Mis à jour le 19 sept. 2012
Pascal Milano LA PRESSE

Avec quatre matchs encore au calendrier, dont deux rendez-vous compliqués contre Kansas City et Houston, l'Impact est condamné à une fin de saison parfaite et à espérer l'effondrement d'au moins deux rivaux.

Les probabilités sont très minces, mais - sans surprise - les joueurs montréalais continuent à croire en l'hypothèse de matchs au mois de novembre.

«J'ai envie de dire que, même si nous l'avions emporté à Chicago, il aurait fallu gagner les quatre matchs d'après. Tant qu'il y aura la possibilité mathématique d'accrocher cette [cinquième] place, on donnera notre maximum jusqu'à la fin», a assuré Hassoun Camara.

«Quatre victoires nous donnent une chance. C'est beaucoup demandé, ce sera un défi très difficile, mais quatre victoires nous donnent une chance», a, de son côté, répété Jesse Marsch.

L'entraîneur n'a pas senti le besoin de parler à ses hommes, immédiatement après la défaite de 3-1, samedi soir. Il leur a par contre adressé un message d'espoir, hier. Avec tous les rebondissements en cette année d'expansion, il n'a aucun doute qu'ils seront prêts à lutter jusqu'à la dernière minute.

«Nous ne sommes pas un groupe qui va s'apitoyer sur son sort. Il s'est toujours regroupé durant les moments difficiles de la saison parce qu'il est uni et que les joueurs se battent les uns pour les autres. De mon point de vue, je ne demande rien de moins à mes hommes.»

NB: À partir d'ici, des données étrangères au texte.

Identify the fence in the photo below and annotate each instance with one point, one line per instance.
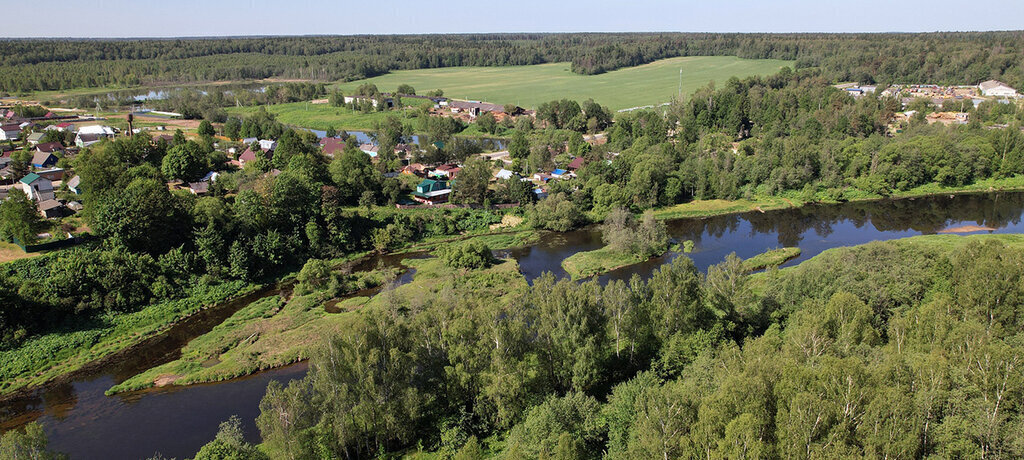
(52, 245)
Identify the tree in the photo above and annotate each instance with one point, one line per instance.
(184, 161)
(230, 445)
(232, 128)
(471, 185)
(519, 147)
(18, 217)
(206, 128)
(28, 443)
(486, 123)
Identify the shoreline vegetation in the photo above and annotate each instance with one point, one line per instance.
(272, 332)
(70, 359)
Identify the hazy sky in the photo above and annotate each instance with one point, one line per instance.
(219, 17)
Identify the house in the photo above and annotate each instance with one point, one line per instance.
(249, 155)
(504, 174)
(199, 187)
(9, 132)
(84, 140)
(449, 171)
(51, 208)
(37, 187)
(75, 184)
(994, 88)
(49, 148)
(35, 137)
(267, 144)
(102, 131)
(332, 145)
(432, 192)
(43, 160)
(415, 169)
(370, 150)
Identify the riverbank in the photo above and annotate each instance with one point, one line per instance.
(272, 332)
(710, 208)
(61, 352)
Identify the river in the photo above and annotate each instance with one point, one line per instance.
(176, 421)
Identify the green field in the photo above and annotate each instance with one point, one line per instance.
(531, 85)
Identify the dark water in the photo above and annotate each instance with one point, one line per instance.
(176, 421)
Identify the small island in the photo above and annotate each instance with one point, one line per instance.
(627, 242)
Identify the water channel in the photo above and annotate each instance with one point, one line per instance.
(176, 421)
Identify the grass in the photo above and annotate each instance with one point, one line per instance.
(271, 332)
(531, 85)
(707, 208)
(589, 263)
(46, 357)
(8, 252)
(773, 257)
(321, 116)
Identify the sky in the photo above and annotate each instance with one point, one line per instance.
(94, 18)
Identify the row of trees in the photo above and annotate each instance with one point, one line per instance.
(903, 350)
(942, 57)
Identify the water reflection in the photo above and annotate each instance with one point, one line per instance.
(177, 421)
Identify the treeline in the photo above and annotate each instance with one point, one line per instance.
(938, 57)
(902, 349)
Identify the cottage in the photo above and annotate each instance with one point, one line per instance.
(35, 137)
(199, 187)
(43, 160)
(50, 208)
(370, 150)
(49, 148)
(432, 192)
(994, 88)
(250, 155)
(75, 184)
(448, 171)
(37, 187)
(10, 132)
(84, 140)
(416, 169)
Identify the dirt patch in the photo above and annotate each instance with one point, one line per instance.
(165, 380)
(966, 230)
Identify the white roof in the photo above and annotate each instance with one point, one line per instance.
(96, 129)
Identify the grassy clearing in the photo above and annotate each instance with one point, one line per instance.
(773, 257)
(589, 263)
(531, 85)
(707, 208)
(271, 332)
(9, 251)
(44, 358)
(322, 116)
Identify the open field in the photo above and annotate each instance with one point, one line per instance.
(321, 116)
(531, 85)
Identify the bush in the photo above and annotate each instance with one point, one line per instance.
(470, 255)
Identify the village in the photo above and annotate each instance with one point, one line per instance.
(47, 145)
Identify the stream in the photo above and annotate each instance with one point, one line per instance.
(175, 421)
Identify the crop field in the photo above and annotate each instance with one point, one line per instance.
(529, 86)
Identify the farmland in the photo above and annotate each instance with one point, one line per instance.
(529, 86)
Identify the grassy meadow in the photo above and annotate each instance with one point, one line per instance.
(531, 85)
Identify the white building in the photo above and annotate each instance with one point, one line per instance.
(994, 88)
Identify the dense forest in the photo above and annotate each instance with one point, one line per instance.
(61, 65)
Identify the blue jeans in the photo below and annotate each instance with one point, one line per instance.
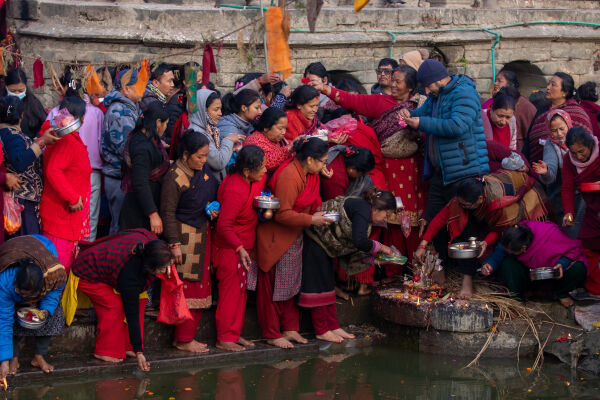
(115, 196)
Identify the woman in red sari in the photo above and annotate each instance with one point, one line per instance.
(302, 112)
(561, 94)
(234, 241)
(581, 165)
(279, 241)
(270, 136)
(402, 159)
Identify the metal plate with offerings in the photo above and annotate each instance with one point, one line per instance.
(65, 130)
(332, 215)
(464, 250)
(30, 318)
(540, 274)
(266, 202)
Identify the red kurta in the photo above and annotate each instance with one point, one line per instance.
(236, 227)
(67, 172)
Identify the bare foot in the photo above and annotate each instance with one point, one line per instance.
(295, 336)
(364, 289)
(566, 301)
(281, 342)
(466, 291)
(13, 366)
(245, 343)
(343, 333)
(38, 361)
(339, 292)
(192, 347)
(108, 359)
(329, 336)
(229, 346)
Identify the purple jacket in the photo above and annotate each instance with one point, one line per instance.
(90, 132)
(549, 245)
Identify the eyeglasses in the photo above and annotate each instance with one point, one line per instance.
(385, 71)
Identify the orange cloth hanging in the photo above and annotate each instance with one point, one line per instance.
(2, 72)
(92, 82)
(38, 73)
(359, 4)
(143, 77)
(278, 49)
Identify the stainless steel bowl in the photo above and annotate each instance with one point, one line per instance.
(323, 137)
(463, 250)
(266, 202)
(332, 215)
(29, 324)
(65, 130)
(540, 274)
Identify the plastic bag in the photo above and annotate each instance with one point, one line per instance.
(173, 309)
(344, 125)
(12, 214)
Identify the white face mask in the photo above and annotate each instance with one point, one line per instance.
(21, 96)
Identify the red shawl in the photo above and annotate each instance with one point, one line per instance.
(180, 126)
(539, 130)
(571, 181)
(298, 125)
(275, 153)
(238, 219)
(310, 197)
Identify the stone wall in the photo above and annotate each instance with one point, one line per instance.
(345, 41)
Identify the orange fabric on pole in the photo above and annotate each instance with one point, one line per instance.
(143, 77)
(278, 49)
(92, 84)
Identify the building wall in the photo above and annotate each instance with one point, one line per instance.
(99, 32)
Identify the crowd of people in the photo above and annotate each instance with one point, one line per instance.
(166, 180)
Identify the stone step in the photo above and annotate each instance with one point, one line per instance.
(182, 21)
(79, 338)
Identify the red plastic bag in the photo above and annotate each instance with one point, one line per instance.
(12, 214)
(344, 125)
(173, 309)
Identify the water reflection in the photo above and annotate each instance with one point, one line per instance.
(369, 374)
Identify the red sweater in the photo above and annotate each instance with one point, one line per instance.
(236, 225)
(441, 220)
(67, 173)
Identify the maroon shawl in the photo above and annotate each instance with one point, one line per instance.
(539, 129)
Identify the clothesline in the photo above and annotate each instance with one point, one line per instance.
(191, 51)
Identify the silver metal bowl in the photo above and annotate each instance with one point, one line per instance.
(463, 250)
(29, 324)
(332, 215)
(65, 130)
(266, 202)
(323, 136)
(540, 274)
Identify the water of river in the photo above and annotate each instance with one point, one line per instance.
(381, 372)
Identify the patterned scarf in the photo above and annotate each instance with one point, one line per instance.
(157, 92)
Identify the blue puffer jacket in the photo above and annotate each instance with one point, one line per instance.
(455, 121)
(9, 298)
(119, 121)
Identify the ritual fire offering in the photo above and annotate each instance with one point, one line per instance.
(540, 274)
(464, 250)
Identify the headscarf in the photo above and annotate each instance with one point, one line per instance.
(413, 59)
(200, 121)
(566, 117)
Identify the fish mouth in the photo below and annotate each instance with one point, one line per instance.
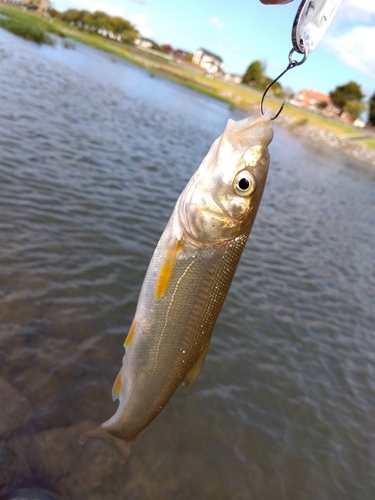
(256, 129)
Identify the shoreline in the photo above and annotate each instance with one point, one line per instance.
(355, 143)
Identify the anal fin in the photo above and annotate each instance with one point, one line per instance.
(192, 376)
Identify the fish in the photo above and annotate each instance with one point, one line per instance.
(188, 278)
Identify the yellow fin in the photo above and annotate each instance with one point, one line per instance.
(167, 268)
(116, 389)
(192, 376)
(130, 335)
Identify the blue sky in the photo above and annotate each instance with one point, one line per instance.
(241, 31)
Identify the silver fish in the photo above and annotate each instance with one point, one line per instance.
(188, 278)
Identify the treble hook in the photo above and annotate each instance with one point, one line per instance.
(292, 64)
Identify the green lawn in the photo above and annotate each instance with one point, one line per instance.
(27, 25)
(33, 27)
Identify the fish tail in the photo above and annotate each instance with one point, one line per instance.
(122, 446)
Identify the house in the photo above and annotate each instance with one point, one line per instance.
(316, 101)
(40, 5)
(144, 43)
(209, 61)
(228, 77)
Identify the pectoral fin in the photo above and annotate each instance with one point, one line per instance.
(116, 389)
(192, 376)
(167, 267)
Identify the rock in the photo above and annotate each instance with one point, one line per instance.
(15, 409)
(75, 470)
(33, 494)
(13, 471)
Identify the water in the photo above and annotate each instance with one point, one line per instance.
(94, 153)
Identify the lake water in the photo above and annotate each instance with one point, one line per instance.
(93, 155)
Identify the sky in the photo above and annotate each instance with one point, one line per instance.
(242, 31)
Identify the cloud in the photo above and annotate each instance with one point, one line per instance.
(357, 10)
(355, 48)
(93, 5)
(140, 21)
(215, 21)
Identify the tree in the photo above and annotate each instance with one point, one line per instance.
(255, 73)
(345, 93)
(371, 110)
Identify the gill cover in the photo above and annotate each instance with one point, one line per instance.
(219, 201)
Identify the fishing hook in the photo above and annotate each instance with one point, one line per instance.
(292, 64)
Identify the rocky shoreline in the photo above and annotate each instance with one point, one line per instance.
(345, 145)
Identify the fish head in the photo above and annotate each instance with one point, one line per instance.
(222, 198)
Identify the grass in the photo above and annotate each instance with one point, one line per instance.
(33, 27)
(27, 25)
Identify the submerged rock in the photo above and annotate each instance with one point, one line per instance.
(33, 494)
(15, 409)
(75, 471)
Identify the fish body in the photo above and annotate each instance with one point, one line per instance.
(188, 278)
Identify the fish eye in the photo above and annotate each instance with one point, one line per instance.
(244, 183)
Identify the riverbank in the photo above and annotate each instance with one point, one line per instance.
(351, 141)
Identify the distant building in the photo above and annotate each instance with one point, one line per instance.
(209, 61)
(145, 43)
(316, 101)
(228, 77)
(40, 5)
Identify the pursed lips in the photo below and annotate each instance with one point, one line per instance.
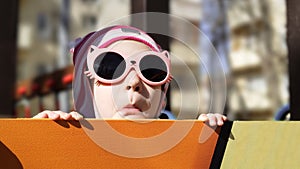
(130, 110)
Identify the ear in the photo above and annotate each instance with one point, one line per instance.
(166, 53)
(92, 48)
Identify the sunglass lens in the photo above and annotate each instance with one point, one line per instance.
(153, 68)
(109, 65)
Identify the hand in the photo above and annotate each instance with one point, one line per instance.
(213, 119)
(59, 115)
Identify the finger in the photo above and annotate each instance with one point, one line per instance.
(41, 115)
(203, 117)
(76, 115)
(63, 115)
(224, 118)
(212, 120)
(219, 119)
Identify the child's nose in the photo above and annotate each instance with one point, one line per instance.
(135, 83)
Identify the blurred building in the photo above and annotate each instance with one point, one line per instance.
(256, 60)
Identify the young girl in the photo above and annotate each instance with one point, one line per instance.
(120, 73)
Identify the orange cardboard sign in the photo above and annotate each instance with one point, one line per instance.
(31, 143)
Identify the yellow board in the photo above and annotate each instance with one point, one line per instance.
(263, 145)
(31, 143)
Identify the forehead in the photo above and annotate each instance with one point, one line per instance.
(129, 47)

Problème physique ou mental?

Malgré la pause de deux semaines, certains joueurs, dont Alessandro Nesta - également exténué lors des sprints, hier -, ont connu un déclin physique très important en deuxième période, samedi. Du coup, le onze montréalais a repris ses mauvaises habitudes du printemps avec une très mauvaise gestion de la fin de match parsemée d'erreurs individuelles coûteuses.

«Nous leur avons facilité la vie avec des erreurs très bas sur le terrain qui leur ont permis d'accéder à notre but très facilement, a jugé Patrice Bernier. À savoir si le problème était mental ou pas après le deuxième but, peut-être étions-nous déçus. Nous n'avons pas su retrouver la cohésion du début de match.»

À défaut d'avoir apporté des points au classement, ce match a permis à Marsch de constater que la liste des éléments à corriger est encore importante en cette fin de campagne.

«Ce sera important d'être concentré pendant 90 minutes, de se montrer alerte pour ne plus faire de gaffes, de rester compact et profiter des erreurs de l'autre équipe», a lancé, en vrac, l'entraîneur montréalais.

Frayeur pour Felipe

Felipe n'a pas terminé l'entraînement après avoir subi une blessure au pied gauche lors d'un match disputé sur une moitié de terrain. En boitant, il est immédiatement retourné à l'intérieur du complexe sportif Claude-Robillard.

Pas d'inquiétude cependant dans le regard de Marsch. «Il a seulement reçu un coup près du talon d'Achille, mais il devrait être O.K.»